Times of India 22 June 2001

New Delhi -- A controversy is brewing over the number of AIDS-related deaths in India. The National Aids Control Organisation puts the figure at about 17,000.

But UNAIDS, the joint United Nations programme on HIV/AIDS, said in a fact sheet to be presented at the UN General Assembly special session in New York from June 25 to 27, that there were 5.6 lakh children orphaned due to the disease. In effect, this means more than 11 lakh people have died so far in the country.
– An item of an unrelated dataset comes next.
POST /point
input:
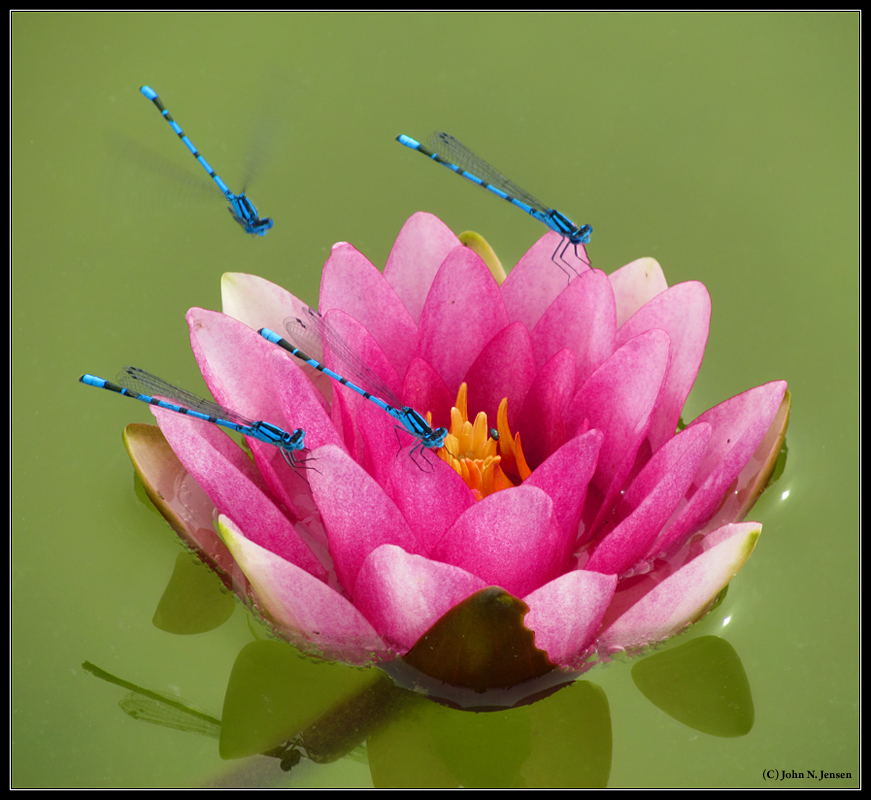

The discrepancy came to light during a press conference hosted by UNAIDS to launch a report on HIV/AIDS on Thursday whereupon a furore broke out among journalists.

When questioned on this mismatch in figures, UNAIDS country programme advisor David Miller refused to comment. He said, "The figure in the fact sheet is just an estimate. I do not want to be drawn in the controversy at this stage."

Asked what the source of the estimate was, he said, "I cannot disclose the source. I will have to speak to my colleagues in Geneva about it." Throughout the country, the AIDS surveillance and data collection on AIV/AIDS figures is being handled solely by NACO. NACO chief J V R Prasada Rao said there were no estimates on the number of AIDS orphans in India.

Later in the day, a UNAIDS statement faxed to this newspaper office said the number of orphans given in the fact sheet due to an oversight. It also said NACO and UNAIDS were currently in the process of estimating figures for HIV/AIDS orphans which should finish by the end of this year.

Union health and family welfare minister C P Thakur said the government did not have the resources to provide anti-retroviral drugs for HIV treatment for free. He said, "Very soon to prevent transmission from mother to child, AZT therapy will be a part of our national agenda.''

At the moment, only a few centres in the country give the AZT therapy to prevent an HIV positive pregnant woman from passing the virus on to her newborn child.

According to NACO, about one per cent of pregnant women attending ante-natal clinics in south India were found to be HIV positive, indicating a "generalized epidemic.''

In the rest of the world, as per the UNAIDS report, about 36.1 million people were living with HIV and about 21.8 million people had died of it so far.